Uma das formas de amenizar a crise e manter a população aquecida é o mecanismo de solidariedade da UE, que levaria ao fechamento de industrias para priorizar as residências. Bros, porém, projeta problemas para colocar tal sistema em funcionamento. “Podemos ver uma implementação muito difícil desse mecanismo de solidariedade. Vamos desligar algumas indústrias francesas para aquecer os alemães? Ou vamos desligar algumas indústrias alemãs para aquecer os franceses?”.

Obra do gasoduto Nord Stream 2, alvo de polêmica entre Rússia e UE (Foto: Pjotr Mahhonin/Wikimedia Commons)

Novo gasoduto russo

Os políticos europeus enxergam uma outra questão no horizonte: a certificação do gasoduto Nord Stream 2, que liga a Rússia à Alemanha contornando a Ucrânia. Na semana passada, o órgão alemão que regulamenta a questão adiou para 2022 a decisão sobre o início das operações do sistema, o que desagradou Moscou.

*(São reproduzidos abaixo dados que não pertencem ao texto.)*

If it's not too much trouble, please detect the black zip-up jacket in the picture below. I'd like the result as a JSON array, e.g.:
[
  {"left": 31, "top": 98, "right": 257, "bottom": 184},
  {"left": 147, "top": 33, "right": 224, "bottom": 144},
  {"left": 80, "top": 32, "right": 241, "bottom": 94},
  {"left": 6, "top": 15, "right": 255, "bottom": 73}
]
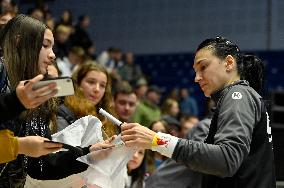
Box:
[{"left": 172, "top": 81, "right": 276, "bottom": 188}]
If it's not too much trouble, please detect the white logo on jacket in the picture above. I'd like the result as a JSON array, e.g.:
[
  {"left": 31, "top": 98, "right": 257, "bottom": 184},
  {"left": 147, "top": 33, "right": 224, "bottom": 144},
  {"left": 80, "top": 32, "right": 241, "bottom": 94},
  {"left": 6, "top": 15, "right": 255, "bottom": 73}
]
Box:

Yuriy Vitrenko, CEO da Naftogaz, maior empresa ucraniana de petróleo e gás, é outro que acusa a russa Gazprom, que lidera o grupo de investidores do Nord Stream 2, de deliberadamente reter o gás que poderia ir para a Europa, além de bloquear o acesso ao sistema de transporte de gás de outras empresas russas. A Ucrânia, em particular, contesta a obra e a trata como uma reprimenda política, porque o gasoduto contorna o país e, assim, tira de Kiev os milhões de euros que fatura anualmente como intermediária do fornecimento.

Por que isso importa?

O Nord Stream 2 foi projetado para fornecer gás russo diretamente para a Alemanha através do Mar Báltico, contornando a Ucrânia e a Polônia. Apesar da necessidade europeia de ampliar urgentemente a oferta de gás natural em meio à crise do setor, a obra divide opiniões, com os Estados Unidos encabeçando a oposição.

Os críticos sustentam que o novo gasoduto não é compatível com as metas climáticas europeias, acentua a dependência das exportações russas de energia e potencialmente aumentará a influência exercida pelo presidente Vladimir Putin na região. Já a Rússia e Alemanha defendem a iniciativa como “puramente comercial”, uma forma de atender à crescente demanda por gás no continente.

O gasoduto, cuja obra foi concluída em setembro deste ano, integra a estrutura do Nord Stream 1, em operação desde 2011, e é responsável pelo abastecimento de 40% do gás natural consumido pelos alemães. Em funcionamento, o Nord Stream 2 adicionará 55 bilhões de metros cúbicos de suprimento de gás por ano, ou cerca de 11% do consumo total anual da UE – em 2019, os 27 países do bloco usaram 469 bilhões de metros cúbicos.